Petitioner as his first ground for release argues that he was convicted upon evidence obtained by illegal search and seizure. Prom the evidence introduced at the hear*434ing, it appears that federal officers, suspecting narcotics were being sold, gave money to an individual who went to petitioner’s apartment and purchased marijuana cigarettes. The agents had listed the serial numbers of the money. When the informer came out of the building, he turned the cigarettes over to the agents and they in company with city detectives went to petitioner’s apartment. They were admitted by him and searched the apartment and found no narcotics but did find part of the marked money in petitioner’s clothes.

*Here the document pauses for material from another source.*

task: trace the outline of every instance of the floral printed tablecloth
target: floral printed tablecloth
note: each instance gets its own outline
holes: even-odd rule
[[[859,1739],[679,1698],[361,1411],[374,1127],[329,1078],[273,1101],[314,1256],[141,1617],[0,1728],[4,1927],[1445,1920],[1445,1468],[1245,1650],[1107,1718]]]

Upon this evidence, petitioner was prosecuted under the state law.
It is only evidence that is obtained by an illegal search that is inadmissible under the Fourth Amendment to the Constitution of the United States. In the present situation, the officers had good cause to believe that a felony had been committed. The search was pursuant to a lawful arrest. It has long been held that a search pursuant to a lawful arrest is reasonable, and evidence obtained thereby is admissible. Harris v. United States, 331 U. S., 145; and Draper v. United States, 358 U. S., 307.
However, even if the evidence had been illegally obtained, it would not void petitioner’s conviction. At the time of petitioner’s trial in 1956, illegally obtained evidence was admissible in Ohio. The subsequent decision of Mapp v. Ohio, 367 U. S., 643, does not affect petitioner’s conviction. Spence v. Sacks, Warden, 173 Ohio St., 419; and Villasino v. Maxwell, Warden, 174 Ohio St., 483.

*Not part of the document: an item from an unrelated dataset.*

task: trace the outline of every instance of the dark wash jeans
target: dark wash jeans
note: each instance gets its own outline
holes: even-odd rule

Next, petitioner contends that his conviction was void because he was not confronted by the informer at his trial. There is no evidence as to this fact. However, this is not a ground for relief by habeas corpus, as questions of evidence must be raised by appeal. Spence v. Sachs, Warden, supra.
Petitioner urges that federal officers arrested him, and that he should have been prosecuted by the federal government.

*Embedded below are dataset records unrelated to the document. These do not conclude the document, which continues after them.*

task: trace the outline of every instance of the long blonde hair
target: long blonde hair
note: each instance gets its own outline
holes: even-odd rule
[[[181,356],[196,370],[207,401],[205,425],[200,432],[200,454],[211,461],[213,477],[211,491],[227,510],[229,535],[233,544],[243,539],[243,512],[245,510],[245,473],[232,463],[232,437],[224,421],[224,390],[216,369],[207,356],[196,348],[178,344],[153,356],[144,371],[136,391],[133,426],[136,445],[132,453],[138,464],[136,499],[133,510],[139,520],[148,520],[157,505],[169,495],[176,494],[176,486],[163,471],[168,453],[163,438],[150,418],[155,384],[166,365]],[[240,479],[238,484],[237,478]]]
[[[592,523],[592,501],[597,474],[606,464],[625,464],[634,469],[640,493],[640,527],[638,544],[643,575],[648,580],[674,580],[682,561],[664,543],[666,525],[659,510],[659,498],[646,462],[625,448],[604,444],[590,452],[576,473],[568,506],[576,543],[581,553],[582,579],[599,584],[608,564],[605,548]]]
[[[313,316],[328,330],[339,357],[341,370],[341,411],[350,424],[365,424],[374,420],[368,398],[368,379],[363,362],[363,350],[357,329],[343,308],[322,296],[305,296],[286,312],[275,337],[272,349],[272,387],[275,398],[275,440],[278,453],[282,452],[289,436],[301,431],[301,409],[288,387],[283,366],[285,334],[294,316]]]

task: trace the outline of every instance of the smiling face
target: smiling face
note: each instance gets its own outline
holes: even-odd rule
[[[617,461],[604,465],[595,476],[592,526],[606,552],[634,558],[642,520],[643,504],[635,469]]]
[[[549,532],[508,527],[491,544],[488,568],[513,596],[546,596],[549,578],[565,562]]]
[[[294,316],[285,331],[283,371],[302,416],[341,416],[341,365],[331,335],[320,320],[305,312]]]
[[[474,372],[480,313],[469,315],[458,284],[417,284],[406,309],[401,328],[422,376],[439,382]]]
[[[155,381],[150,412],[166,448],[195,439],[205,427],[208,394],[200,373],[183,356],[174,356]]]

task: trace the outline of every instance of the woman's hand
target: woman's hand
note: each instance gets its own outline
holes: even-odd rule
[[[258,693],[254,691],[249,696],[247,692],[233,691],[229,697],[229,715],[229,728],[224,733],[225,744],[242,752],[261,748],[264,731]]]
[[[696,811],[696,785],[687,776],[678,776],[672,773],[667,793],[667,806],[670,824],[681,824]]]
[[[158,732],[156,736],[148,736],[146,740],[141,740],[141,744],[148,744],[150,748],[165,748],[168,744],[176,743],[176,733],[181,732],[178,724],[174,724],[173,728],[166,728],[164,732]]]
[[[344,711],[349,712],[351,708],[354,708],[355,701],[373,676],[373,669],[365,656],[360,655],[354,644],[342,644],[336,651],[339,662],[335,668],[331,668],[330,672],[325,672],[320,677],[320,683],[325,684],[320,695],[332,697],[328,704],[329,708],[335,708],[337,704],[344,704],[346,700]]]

The crime involved here is a crime under both state and federal laws. Where one has committed an offense which violates the laws of two sovereigns, it is not up to him to choose which of the two shall prosecute him. This lies completely within the discretion of the sovereigns.
Finally, he urges that a federal tax lien has been imposed *435on him for the possession of the marijuana. This has no bearing on his present incarceration and is not cognizable in a habeas corpus proceeding.
Petitioner remanded, to custody.
Taft, C. J., Zimmerman, Matthias, O’Neill, Griffith, Herbert and Gibson, JJ., concur.